Thursday, January 8, 2015

Christian Meditation

We are told we should meditate on Scripture (Psalms 1:2; 19:14; Joshua 1:8). Meditation is simply thinking about Scripture. But there are hurdles.

To meditate on Scripture we need to be familiar with it, and to do this we need to read it (listening can be a possible substitute, though there are disadvantages). This is, of course, work, but I would make a few suggestions. Get a Bible translation you can understand. Unless you are already familiar with Elizabethan English, an older translation is probably not the place to start. Now some translations are more paraphrasic and therefore easier to understand. These also have more interpretation involved in the translation, and you should compare it with other translations if you want to be sure you have the meaning of a particular text. You want to start in the easier places of Scripture, such as the gospel of John. Choose a length of passage you can deal with. It is good to challenge yourself, but remember, the one chapter you do read is better than the four you do not.  Also, it is good to learn to ask questions about what the passage means and how it applies to our lives.. This is the first step toward meditation.
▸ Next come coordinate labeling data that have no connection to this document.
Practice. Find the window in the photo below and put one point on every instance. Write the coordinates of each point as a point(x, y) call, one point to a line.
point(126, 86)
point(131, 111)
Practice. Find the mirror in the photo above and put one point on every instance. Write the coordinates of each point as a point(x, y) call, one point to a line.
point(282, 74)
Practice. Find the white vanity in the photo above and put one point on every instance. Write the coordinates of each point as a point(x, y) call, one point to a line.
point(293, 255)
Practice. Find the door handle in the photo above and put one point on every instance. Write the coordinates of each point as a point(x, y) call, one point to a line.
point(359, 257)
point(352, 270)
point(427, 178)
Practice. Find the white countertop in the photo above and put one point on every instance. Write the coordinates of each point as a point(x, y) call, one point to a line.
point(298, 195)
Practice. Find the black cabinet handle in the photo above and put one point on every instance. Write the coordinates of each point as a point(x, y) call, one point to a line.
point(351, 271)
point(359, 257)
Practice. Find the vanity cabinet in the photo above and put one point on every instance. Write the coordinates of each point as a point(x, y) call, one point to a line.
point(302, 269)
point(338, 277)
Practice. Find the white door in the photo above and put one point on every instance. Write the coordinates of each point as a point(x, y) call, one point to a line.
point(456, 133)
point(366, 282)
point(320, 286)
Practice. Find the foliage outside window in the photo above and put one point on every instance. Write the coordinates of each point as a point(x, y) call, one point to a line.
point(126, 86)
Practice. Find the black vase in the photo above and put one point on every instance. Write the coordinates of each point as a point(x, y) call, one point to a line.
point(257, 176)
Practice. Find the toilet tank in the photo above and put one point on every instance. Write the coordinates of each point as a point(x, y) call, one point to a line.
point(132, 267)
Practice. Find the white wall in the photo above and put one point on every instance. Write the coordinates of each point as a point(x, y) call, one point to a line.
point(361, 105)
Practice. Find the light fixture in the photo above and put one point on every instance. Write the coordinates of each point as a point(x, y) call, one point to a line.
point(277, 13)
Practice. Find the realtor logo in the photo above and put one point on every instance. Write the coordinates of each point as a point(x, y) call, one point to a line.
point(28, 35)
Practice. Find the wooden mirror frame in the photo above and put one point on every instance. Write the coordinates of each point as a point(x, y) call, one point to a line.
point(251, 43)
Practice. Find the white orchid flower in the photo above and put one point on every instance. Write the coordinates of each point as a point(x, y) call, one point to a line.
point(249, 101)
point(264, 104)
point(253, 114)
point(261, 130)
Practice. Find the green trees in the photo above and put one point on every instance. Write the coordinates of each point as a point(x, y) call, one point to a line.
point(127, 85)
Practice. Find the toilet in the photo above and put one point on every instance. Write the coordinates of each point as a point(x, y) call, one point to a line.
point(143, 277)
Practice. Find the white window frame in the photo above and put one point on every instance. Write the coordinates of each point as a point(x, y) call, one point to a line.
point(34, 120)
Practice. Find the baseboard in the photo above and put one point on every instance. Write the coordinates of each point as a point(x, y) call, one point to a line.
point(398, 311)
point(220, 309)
But the biggest hurdle is often not one of technique.  Many see knowing the Bible as just one more duty to be checked off a list. Rather than seeing it as an opportunity to know God  and hear what He has to say to us (Jeremiah 9:23,24; Philippians 3:7-11; John 17:3). Or we can see the Bible as merely a book of rules to show what we need to do. But Scripture is not about a new and better set of rules, but forgiveness for the rules we have already broken (Ephesians 1:7; Romans 4:4-8; Titus 3:5,6). Also, about God giving power to begin to transform us into the people He wants us to be (2 Corinthians 3:18; Ephesians 2:10; Colossians 1:29). Now it does seek to show us the correct moral standard so we will know what the real goal is (Matthew 22:36-40; Romans 13:8-10; Galatians 5:13,14) and to show us we cannot begin to pursue that goal without God's forgiveness and power (John 15:5; Romans 3:19,20; 7:14). And it strongly criticizes the superficial self-righteous that is characterized by the outward observance of rules (Matthew 23:1-7; 9:9-13; Luke 7:36-50). Now you will have to decide how you will deal with difficult questions like the command to kill the Canaanites in the Old Testament (see any of the long threads on the subject between my blogger buddy Kansas City Bob and me in earlier posts.) But I am in favor of facing difficulties rather than hiding from them . And I believe that it is worth it to understand the God who loved us so much that He sent His Son to save us (John 3:14-18; Romans 5:6-8; 1 John 4:9,10).